Perhaps Rick, but history shows that since 2000 that republicans have voted for their candidate/s 92% if the time while democrats have voted for their candidate/s 91% of the time. The only years which fell below those averages was in 2000 when 91% of republicans voted for Bush and 87% of democrats voted for Gore, 2004 when 89% of democrats voted for Kerry, 2008 when 90% of republicans voted for McCain, in 2016 when 89% of democrats voted for Clinton, 88% of republicans for Trump. All other elections both major parties voted for their candidate/s at least on average of 92% for the GOP and 91% for the democrats or above.

In 2020, 94% from both major parties voted for their candidates, Trump and Biden. The political reality is the base of both major parties vote the letter, not the candidate. This wasn’t true when one goes back further into history, pre 2000. Sure, a good majority voted the letter but that varied like in 1980 when only 67% of democrats voted for Carter or in 1984 when 74% of democrats voted for Mondale. But back in those years both major parties still had their conservative and liberal wings. That was in a completely different political era. By 2000 both major parties had gotten rid of their unwanted wings, the democrats of their conservative southern wing, the republican of their liberal Rockefeller liberal northeast wing. I can still remember when the northeast was fairly solid republican and the south totally solid democratic.

This year, the party break down with Harris having a 48-46 lead over Trump nationally is democrats 96% voting for Harris/1% for Trump. Republicans 92% for Trump/5% for Harris. The democrats are voting for their candidate above the historical average of 91%, the republicans are right on their historical average of 92%. Independents are now trending 41% Harris, 40% Trump, 7% third party candidates, Stein, West, Oliver etc. with 11% undecided.

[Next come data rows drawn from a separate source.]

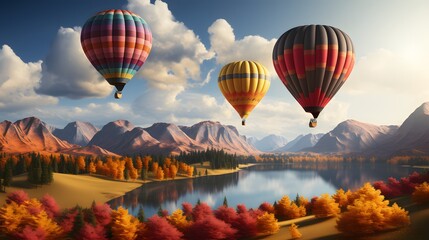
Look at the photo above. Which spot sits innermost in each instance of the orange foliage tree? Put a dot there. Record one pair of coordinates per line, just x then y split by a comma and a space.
286, 209
160, 174
370, 213
178, 219
267, 224
421, 193
294, 232
325, 206
342, 198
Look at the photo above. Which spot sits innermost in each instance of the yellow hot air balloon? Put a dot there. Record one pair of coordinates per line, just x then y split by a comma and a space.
244, 84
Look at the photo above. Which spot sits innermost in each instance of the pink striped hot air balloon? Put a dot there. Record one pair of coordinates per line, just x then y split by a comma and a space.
117, 43
313, 62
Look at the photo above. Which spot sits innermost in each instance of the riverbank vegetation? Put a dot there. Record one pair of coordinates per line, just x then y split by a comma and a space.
360, 212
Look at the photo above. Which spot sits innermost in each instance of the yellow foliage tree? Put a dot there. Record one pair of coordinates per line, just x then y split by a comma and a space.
421, 193
342, 198
139, 163
325, 206
286, 209
267, 224
124, 226
160, 174
294, 232
370, 213
178, 219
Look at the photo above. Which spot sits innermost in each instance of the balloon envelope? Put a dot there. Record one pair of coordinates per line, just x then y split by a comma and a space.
117, 43
313, 62
244, 84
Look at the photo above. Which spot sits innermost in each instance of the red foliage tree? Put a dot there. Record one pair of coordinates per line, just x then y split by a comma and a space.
18, 196
246, 225
28, 233
187, 210
90, 232
201, 211
226, 214
266, 207
50, 206
241, 208
158, 228
210, 228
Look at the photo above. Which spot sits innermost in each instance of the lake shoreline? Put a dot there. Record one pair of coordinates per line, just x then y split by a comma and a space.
70, 190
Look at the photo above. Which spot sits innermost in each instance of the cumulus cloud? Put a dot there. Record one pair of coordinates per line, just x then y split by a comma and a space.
66, 72
180, 107
229, 49
17, 82
98, 113
177, 52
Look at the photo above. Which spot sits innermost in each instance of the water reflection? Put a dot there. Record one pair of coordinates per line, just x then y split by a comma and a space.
256, 185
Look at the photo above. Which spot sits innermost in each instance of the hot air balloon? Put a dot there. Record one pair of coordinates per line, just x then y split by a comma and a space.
117, 43
313, 62
244, 84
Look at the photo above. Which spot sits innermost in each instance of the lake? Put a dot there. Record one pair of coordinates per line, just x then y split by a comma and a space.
257, 184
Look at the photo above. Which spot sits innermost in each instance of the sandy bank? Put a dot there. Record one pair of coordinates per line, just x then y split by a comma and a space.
69, 190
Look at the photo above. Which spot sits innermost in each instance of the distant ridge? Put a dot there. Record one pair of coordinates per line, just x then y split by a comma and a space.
121, 137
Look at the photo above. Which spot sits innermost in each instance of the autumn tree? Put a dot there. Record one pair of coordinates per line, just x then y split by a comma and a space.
266, 207
210, 227
50, 206
178, 219
267, 224
158, 228
226, 214
370, 213
123, 225
342, 198
421, 193
245, 224
173, 171
294, 232
159, 174
201, 211
285, 209
325, 206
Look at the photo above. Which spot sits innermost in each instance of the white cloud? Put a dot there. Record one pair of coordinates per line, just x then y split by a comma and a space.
17, 83
177, 52
98, 114
180, 107
67, 72
228, 49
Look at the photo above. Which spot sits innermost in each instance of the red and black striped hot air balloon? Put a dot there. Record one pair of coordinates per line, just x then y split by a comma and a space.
313, 62
117, 43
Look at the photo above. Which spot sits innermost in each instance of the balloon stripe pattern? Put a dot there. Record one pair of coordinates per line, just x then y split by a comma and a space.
117, 43
244, 84
313, 62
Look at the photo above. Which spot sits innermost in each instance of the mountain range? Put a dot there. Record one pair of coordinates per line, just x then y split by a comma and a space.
122, 137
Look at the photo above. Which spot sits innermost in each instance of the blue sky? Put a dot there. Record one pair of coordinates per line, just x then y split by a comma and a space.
44, 73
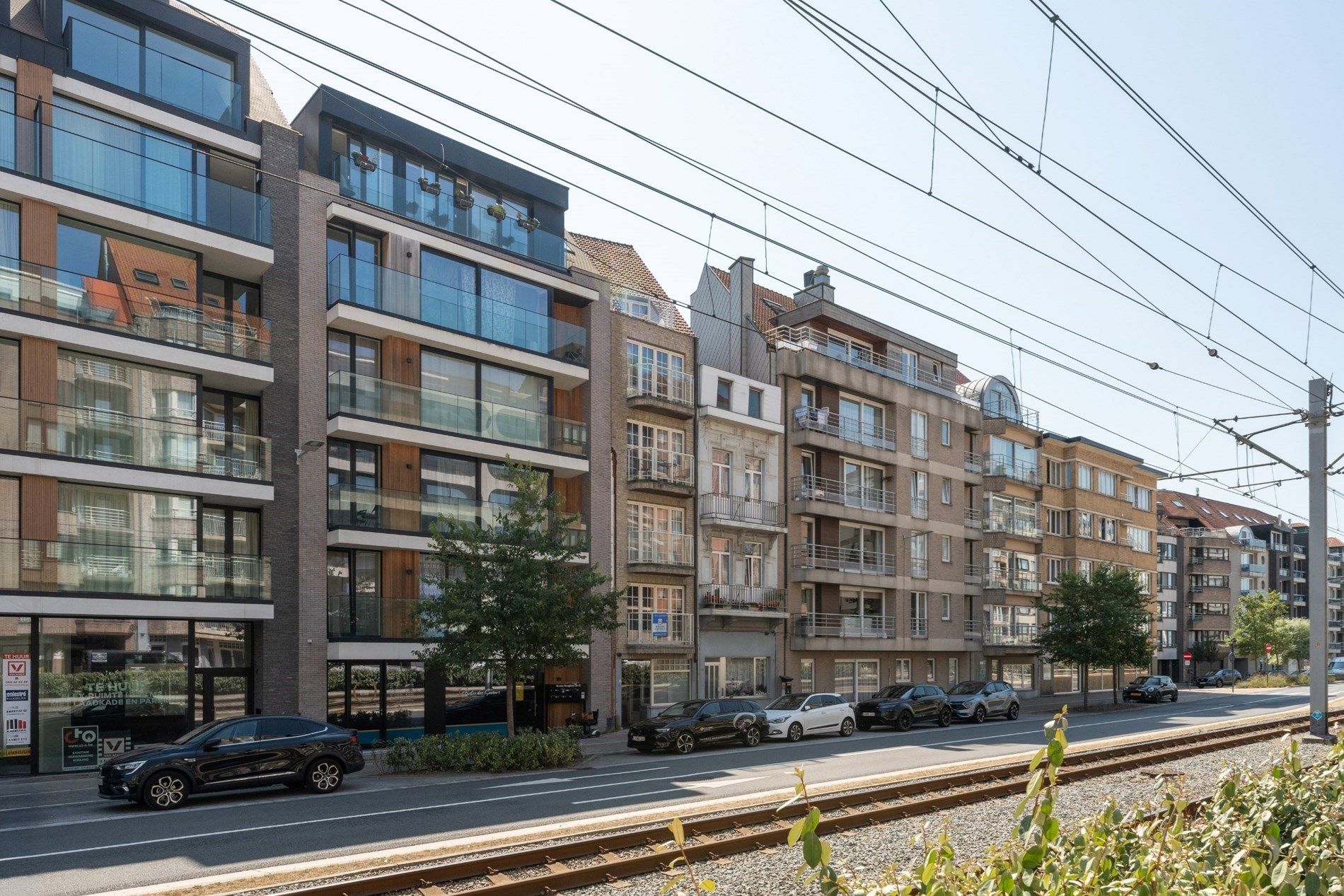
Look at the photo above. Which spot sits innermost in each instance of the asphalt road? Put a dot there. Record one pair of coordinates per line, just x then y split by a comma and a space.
57, 837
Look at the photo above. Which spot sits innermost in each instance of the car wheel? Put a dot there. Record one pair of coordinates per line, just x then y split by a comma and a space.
324, 775
164, 790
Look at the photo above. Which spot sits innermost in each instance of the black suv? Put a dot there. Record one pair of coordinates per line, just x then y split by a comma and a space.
902, 706
1151, 688
685, 726
246, 751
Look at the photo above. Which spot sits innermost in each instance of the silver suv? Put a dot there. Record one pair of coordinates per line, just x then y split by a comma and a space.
978, 700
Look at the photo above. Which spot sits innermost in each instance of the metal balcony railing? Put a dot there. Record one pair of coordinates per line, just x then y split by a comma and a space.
737, 508
1019, 470
660, 382
654, 627
1003, 634
819, 557
668, 548
659, 465
842, 625
393, 402
741, 597
813, 488
80, 569
820, 419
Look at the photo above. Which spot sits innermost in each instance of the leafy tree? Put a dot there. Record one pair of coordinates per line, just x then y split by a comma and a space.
1293, 641
1256, 622
511, 597
1097, 621
1205, 652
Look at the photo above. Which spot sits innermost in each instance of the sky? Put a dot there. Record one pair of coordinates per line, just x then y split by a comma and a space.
1251, 86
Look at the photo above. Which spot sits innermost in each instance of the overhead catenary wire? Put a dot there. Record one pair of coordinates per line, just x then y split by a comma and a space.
691, 238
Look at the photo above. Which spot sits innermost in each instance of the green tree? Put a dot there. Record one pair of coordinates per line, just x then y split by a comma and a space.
511, 597
1206, 652
1256, 622
1293, 641
1097, 621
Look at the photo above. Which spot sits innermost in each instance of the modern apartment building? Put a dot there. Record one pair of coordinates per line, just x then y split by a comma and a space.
651, 401
146, 392
441, 321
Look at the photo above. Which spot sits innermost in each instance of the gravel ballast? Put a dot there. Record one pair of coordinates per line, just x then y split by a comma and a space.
971, 828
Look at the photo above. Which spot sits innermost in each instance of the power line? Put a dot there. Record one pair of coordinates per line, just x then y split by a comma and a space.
1181, 140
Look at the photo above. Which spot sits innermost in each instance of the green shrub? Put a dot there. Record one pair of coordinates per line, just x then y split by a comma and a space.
485, 751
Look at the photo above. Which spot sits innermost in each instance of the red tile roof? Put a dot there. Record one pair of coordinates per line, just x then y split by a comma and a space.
622, 267
761, 312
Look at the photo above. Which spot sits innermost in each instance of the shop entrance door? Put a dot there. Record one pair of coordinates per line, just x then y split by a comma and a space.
222, 694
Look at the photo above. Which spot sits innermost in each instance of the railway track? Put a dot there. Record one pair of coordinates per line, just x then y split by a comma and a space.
613, 856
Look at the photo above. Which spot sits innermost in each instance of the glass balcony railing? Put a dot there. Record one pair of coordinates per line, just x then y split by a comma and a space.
112, 437
370, 615
80, 569
412, 512
139, 170
434, 203
448, 413
128, 64
367, 285
132, 309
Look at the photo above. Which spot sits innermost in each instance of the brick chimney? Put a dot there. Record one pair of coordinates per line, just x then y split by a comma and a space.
816, 286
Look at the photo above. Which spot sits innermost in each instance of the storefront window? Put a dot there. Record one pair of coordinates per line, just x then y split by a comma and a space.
107, 687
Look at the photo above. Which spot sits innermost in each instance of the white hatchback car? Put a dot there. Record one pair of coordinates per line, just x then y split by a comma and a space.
796, 715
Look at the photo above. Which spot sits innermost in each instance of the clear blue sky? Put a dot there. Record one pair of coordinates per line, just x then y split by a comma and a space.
1253, 86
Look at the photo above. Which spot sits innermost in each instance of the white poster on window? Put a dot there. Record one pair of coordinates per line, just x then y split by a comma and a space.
16, 703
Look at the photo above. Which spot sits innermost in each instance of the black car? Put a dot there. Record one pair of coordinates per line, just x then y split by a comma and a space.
1151, 690
246, 751
685, 726
902, 706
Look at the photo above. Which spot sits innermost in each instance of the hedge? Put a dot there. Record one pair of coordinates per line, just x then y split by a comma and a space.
485, 751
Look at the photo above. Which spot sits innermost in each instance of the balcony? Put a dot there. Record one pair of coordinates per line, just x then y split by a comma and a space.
658, 629
91, 570
661, 388
1016, 470
369, 617
660, 548
128, 64
131, 309
820, 419
152, 173
1011, 636
741, 598
660, 470
361, 284
812, 488
401, 405
110, 437
410, 512
819, 557
1015, 525
434, 203
857, 356
842, 625
738, 511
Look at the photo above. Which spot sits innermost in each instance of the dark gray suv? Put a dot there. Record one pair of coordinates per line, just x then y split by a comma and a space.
978, 700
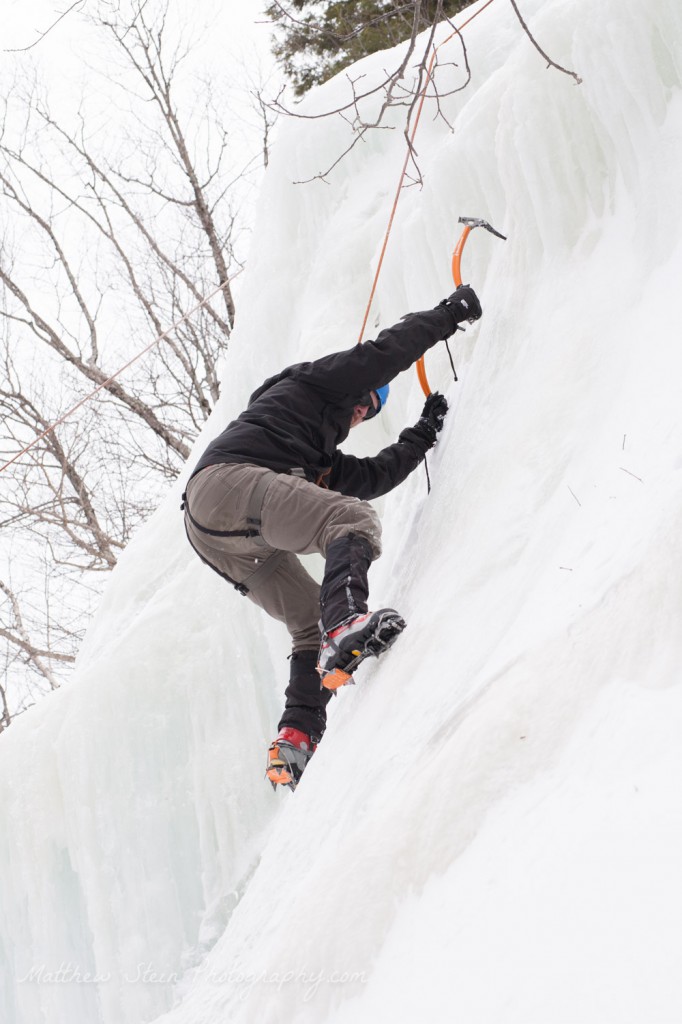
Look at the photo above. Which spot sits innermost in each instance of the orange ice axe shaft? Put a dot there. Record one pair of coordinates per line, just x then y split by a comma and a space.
469, 224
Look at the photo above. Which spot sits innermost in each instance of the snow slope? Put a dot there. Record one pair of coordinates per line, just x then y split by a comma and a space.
492, 829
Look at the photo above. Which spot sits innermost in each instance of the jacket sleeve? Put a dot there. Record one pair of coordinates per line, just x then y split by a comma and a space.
368, 478
376, 363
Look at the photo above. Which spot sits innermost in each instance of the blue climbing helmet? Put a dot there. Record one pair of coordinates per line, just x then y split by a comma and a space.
382, 395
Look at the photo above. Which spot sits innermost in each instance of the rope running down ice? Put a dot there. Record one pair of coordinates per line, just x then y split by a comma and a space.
408, 155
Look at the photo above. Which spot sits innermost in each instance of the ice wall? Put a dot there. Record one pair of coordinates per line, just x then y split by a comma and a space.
492, 828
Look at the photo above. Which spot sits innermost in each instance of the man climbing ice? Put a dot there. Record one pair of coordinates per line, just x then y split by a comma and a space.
274, 484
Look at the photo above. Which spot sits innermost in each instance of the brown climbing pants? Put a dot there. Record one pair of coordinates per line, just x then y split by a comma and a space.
296, 517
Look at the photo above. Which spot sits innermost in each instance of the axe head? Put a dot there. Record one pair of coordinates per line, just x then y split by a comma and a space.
478, 222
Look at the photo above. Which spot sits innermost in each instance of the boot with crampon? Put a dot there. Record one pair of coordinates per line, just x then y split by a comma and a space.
344, 647
288, 756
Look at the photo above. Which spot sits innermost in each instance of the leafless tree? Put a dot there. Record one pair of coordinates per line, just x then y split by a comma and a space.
109, 239
418, 77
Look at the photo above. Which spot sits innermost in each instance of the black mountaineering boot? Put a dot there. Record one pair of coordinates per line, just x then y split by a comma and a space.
350, 633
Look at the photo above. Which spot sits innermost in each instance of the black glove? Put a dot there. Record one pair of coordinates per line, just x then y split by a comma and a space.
463, 304
422, 435
434, 411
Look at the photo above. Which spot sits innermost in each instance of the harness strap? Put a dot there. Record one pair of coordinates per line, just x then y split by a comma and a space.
266, 568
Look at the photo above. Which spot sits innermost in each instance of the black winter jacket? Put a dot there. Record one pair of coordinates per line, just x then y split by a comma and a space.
297, 419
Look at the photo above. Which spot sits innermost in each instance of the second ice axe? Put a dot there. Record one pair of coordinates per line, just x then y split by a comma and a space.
469, 224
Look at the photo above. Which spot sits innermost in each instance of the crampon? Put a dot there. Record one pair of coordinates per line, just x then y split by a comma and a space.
288, 756
347, 646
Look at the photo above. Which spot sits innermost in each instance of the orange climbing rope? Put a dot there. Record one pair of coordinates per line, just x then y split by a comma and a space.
420, 107
162, 337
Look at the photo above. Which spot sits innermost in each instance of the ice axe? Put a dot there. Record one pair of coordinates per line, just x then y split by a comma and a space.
469, 224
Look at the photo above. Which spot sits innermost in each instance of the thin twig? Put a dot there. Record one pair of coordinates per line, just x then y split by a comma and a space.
550, 62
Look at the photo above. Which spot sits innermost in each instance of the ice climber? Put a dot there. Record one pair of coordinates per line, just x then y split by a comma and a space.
274, 484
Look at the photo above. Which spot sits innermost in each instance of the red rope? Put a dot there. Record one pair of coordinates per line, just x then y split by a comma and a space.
109, 380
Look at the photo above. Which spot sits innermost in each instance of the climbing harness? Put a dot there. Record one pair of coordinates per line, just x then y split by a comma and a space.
254, 510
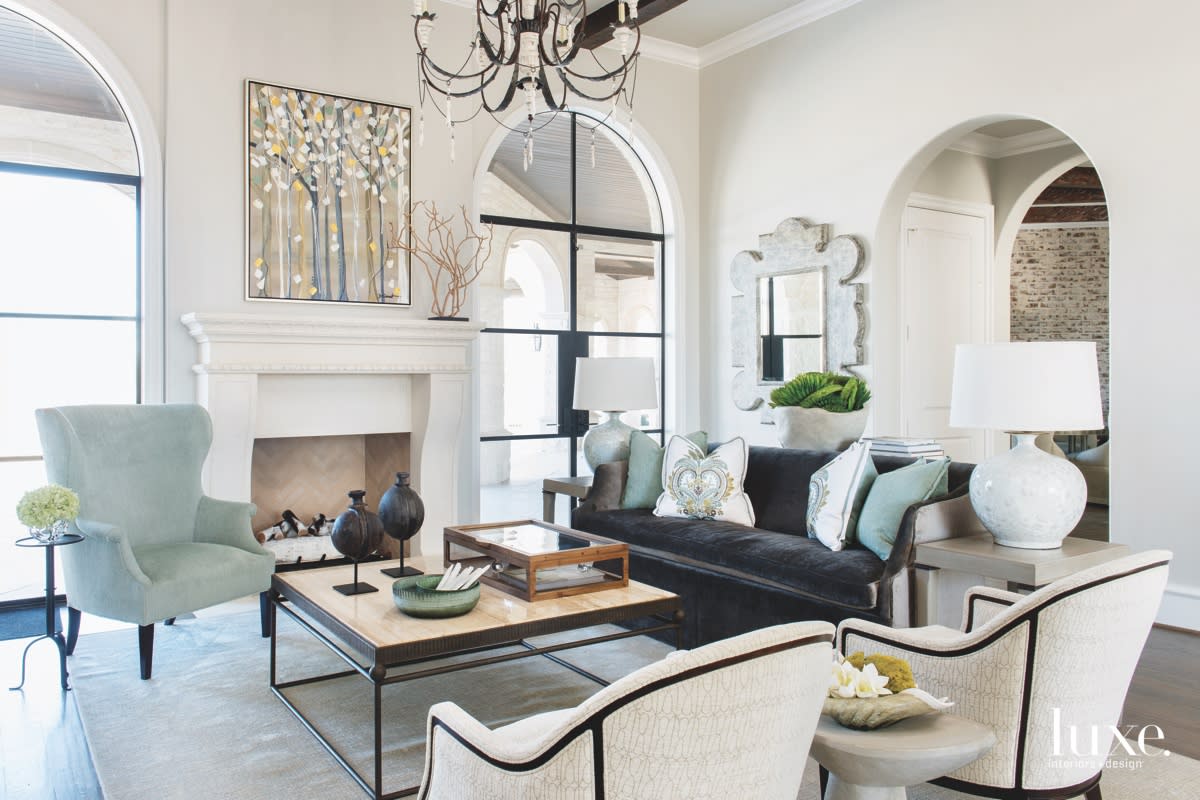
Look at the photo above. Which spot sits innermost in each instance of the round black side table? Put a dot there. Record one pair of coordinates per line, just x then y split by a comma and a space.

Party affiliation/identification is even at 30% each for the major parties. But that’s another story for another day when on looks at the historical averages. Since we’ve entered today’s modern political era of polarization, the great divide, the super, mega, ultra-high partisanship era, independents have risen from 30% of the electorate up to 40% today.

Last edited by perotista; 09/26/24 01:17 PM.

It's high past time that we start electing Americans to congress and the presidency who put America first instead of their political party. For way too long we have been electing Republicans and Democrats who happen to be Americans instead of Americans who happen to be Republicans and Democrats.